What about unknown? Or unspecified?
I know the field is currently optional but these might still be valid assignments to the field to convey.
So not including the field is not the same as assigning to undefined/unknown and conveying that.
From:
"cti@lists.oasis-open.org" <
cti@lists.oasis-open.org> on behalf of "Jordan, Bret" <
bret.jordan@bluecoat.com>
Date: Saturday, August 6, 2016 at 9:15 PM
To: "cti@lists.oasis-open.org" <
cti@lists.oasis-open.org>
Subject: [cti] Attack Motivations
All,
Intrusion Sets and Threat Actors both use the Attack Motivations vocabulary.
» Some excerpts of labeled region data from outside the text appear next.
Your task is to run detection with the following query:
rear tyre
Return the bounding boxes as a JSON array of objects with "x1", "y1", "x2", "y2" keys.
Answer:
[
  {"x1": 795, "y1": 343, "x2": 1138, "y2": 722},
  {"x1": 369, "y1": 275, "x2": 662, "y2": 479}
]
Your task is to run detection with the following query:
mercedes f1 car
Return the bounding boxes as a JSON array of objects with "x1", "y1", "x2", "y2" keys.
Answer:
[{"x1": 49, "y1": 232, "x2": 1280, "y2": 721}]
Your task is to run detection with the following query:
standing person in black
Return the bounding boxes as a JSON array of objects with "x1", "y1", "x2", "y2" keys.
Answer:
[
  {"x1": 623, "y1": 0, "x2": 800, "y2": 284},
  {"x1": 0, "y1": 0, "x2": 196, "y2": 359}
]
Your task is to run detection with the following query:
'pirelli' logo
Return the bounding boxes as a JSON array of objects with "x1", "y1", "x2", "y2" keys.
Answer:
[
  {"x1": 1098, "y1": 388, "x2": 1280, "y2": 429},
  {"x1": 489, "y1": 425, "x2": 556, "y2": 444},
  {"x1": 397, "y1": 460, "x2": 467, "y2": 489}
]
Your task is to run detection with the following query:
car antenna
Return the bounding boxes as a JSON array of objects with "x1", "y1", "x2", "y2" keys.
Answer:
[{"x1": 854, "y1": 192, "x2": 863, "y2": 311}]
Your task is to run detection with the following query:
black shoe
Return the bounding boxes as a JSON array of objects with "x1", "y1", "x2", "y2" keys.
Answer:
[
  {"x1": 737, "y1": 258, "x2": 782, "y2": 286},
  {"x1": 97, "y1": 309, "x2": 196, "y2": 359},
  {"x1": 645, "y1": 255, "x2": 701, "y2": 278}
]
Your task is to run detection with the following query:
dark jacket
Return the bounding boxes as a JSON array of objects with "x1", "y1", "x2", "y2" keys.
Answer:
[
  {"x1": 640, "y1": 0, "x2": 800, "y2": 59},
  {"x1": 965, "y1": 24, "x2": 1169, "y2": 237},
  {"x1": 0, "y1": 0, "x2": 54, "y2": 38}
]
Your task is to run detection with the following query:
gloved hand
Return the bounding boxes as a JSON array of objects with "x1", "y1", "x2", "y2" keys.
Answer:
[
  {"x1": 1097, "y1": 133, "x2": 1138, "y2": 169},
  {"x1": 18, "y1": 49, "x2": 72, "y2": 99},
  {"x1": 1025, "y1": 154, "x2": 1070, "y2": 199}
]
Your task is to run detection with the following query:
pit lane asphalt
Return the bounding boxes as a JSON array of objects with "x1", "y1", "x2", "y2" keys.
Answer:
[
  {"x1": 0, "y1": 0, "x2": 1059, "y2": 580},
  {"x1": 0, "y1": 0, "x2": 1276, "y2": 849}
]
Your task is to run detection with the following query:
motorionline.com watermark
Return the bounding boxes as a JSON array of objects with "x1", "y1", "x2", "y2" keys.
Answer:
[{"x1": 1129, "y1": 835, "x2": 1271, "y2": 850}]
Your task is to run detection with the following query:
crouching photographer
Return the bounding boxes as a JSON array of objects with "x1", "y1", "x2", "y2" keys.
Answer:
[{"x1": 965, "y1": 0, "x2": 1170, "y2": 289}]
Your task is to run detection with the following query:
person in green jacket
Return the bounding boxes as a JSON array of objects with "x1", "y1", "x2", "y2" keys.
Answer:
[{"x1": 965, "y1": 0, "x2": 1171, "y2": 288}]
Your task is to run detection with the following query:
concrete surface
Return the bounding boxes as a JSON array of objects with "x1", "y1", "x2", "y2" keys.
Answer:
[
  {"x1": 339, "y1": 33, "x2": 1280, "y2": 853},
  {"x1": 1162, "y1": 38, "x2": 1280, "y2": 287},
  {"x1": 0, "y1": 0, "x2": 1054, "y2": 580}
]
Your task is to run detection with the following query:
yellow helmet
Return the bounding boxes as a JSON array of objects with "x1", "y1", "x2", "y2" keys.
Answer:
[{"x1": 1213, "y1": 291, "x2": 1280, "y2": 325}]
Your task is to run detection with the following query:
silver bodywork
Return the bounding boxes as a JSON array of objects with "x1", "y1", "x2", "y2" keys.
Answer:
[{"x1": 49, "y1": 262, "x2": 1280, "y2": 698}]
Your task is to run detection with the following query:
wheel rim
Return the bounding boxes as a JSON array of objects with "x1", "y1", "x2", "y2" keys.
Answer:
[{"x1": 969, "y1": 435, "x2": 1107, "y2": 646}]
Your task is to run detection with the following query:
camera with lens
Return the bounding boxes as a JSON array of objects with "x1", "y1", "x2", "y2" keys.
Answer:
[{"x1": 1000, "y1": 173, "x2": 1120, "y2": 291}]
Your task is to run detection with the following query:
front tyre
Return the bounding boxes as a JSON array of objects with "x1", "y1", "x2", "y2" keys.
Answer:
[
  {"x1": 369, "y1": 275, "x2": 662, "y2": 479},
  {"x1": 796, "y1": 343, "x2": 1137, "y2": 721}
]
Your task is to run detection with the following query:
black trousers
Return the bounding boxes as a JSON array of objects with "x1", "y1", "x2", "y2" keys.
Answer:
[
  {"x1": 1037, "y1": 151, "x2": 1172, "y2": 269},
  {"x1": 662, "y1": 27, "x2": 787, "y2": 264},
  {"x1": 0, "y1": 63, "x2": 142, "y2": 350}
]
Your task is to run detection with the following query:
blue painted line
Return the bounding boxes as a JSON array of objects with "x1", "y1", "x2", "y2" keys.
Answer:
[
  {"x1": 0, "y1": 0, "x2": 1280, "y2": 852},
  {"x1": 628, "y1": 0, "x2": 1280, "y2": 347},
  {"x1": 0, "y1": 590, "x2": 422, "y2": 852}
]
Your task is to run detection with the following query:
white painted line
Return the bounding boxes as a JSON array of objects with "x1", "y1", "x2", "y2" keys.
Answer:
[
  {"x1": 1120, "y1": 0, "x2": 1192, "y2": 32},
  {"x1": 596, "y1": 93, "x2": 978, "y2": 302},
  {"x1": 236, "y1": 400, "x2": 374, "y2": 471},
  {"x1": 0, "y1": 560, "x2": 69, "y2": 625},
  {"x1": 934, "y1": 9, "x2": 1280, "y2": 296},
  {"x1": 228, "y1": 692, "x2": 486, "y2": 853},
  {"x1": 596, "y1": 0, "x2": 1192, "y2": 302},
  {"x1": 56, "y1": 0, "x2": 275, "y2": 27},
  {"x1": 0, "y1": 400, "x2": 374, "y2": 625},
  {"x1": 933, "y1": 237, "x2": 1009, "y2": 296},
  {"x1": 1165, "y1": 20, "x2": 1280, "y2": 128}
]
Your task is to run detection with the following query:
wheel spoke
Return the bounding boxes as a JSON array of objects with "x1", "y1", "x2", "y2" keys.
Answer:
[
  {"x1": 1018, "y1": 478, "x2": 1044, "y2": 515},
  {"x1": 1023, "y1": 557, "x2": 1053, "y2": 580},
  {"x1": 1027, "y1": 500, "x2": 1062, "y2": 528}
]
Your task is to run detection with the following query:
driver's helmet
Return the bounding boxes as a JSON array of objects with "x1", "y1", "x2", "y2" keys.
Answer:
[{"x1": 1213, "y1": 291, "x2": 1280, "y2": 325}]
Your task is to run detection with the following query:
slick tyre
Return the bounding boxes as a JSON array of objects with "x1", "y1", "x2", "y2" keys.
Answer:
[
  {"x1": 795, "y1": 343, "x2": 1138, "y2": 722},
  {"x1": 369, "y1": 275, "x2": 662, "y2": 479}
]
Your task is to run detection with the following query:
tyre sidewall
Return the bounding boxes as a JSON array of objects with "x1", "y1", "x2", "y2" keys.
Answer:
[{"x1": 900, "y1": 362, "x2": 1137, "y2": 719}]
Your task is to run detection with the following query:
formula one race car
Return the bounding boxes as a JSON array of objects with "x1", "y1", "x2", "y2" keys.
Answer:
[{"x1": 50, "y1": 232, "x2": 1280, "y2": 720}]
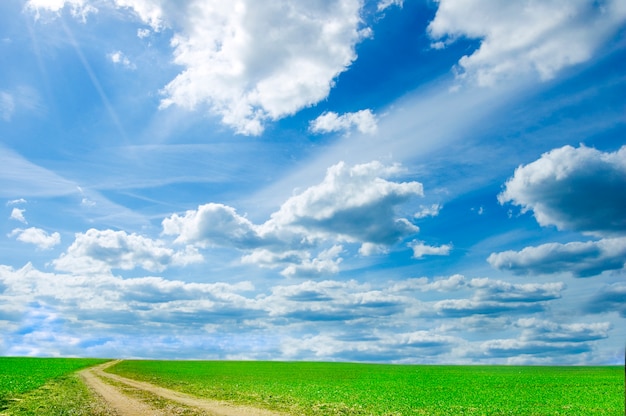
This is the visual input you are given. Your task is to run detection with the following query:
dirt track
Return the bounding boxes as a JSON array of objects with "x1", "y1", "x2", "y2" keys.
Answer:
[{"x1": 79, "y1": 361, "x2": 280, "y2": 416}]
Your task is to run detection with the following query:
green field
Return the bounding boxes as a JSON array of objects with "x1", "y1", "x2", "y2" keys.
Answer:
[
  {"x1": 109, "y1": 361, "x2": 624, "y2": 415},
  {"x1": 0, "y1": 357, "x2": 107, "y2": 415}
]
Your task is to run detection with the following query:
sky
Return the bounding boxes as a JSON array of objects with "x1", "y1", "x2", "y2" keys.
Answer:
[{"x1": 0, "y1": 0, "x2": 626, "y2": 365}]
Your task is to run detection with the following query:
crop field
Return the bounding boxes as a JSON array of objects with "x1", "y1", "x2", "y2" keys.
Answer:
[
  {"x1": 0, "y1": 357, "x2": 106, "y2": 414},
  {"x1": 107, "y1": 361, "x2": 624, "y2": 415}
]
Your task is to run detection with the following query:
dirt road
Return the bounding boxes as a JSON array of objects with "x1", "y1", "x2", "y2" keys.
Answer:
[{"x1": 79, "y1": 361, "x2": 284, "y2": 416}]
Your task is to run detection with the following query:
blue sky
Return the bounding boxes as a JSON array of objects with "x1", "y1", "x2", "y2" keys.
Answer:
[{"x1": 0, "y1": 0, "x2": 626, "y2": 364}]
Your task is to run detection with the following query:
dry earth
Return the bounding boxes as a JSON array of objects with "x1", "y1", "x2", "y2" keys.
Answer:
[{"x1": 79, "y1": 361, "x2": 284, "y2": 416}]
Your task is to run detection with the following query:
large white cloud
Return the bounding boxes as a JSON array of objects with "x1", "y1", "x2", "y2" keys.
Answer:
[
  {"x1": 53, "y1": 228, "x2": 202, "y2": 273},
  {"x1": 487, "y1": 237, "x2": 626, "y2": 277},
  {"x1": 28, "y1": 0, "x2": 371, "y2": 135},
  {"x1": 309, "y1": 109, "x2": 378, "y2": 134},
  {"x1": 428, "y1": 0, "x2": 626, "y2": 85},
  {"x1": 498, "y1": 146, "x2": 626, "y2": 235},
  {"x1": 487, "y1": 145, "x2": 626, "y2": 277},
  {"x1": 263, "y1": 162, "x2": 423, "y2": 245},
  {"x1": 163, "y1": 203, "x2": 263, "y2": 249},
  {"x1": 0, "y1": 264, "x2": 608, "y2": 363}
]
Right now we have the following terms in that vocab:
accidental
coercion
dominance
ideology
notoriety
organizational-gain
personal-gain
personal-satisfaction
revenge
unpredictable
I propose that we add the following thee terms to this list, I missed them when I was putting this list together.
amusement
advantage (competitive, political, economic)
anarchy
Thanks,
Bret
Bret Jordan CISSP
Director of Security Architecture and Standards Office of the CTO
Blue Coat Systems
PGP Fingerprint: 63B4 FC53 680A 6B7D 1447 F2C0 74F8 ACAE 7415 0050
"Without cryptography vihv vivc ce xhrnrw, however, the only thing that can not be unscrambled is an egg."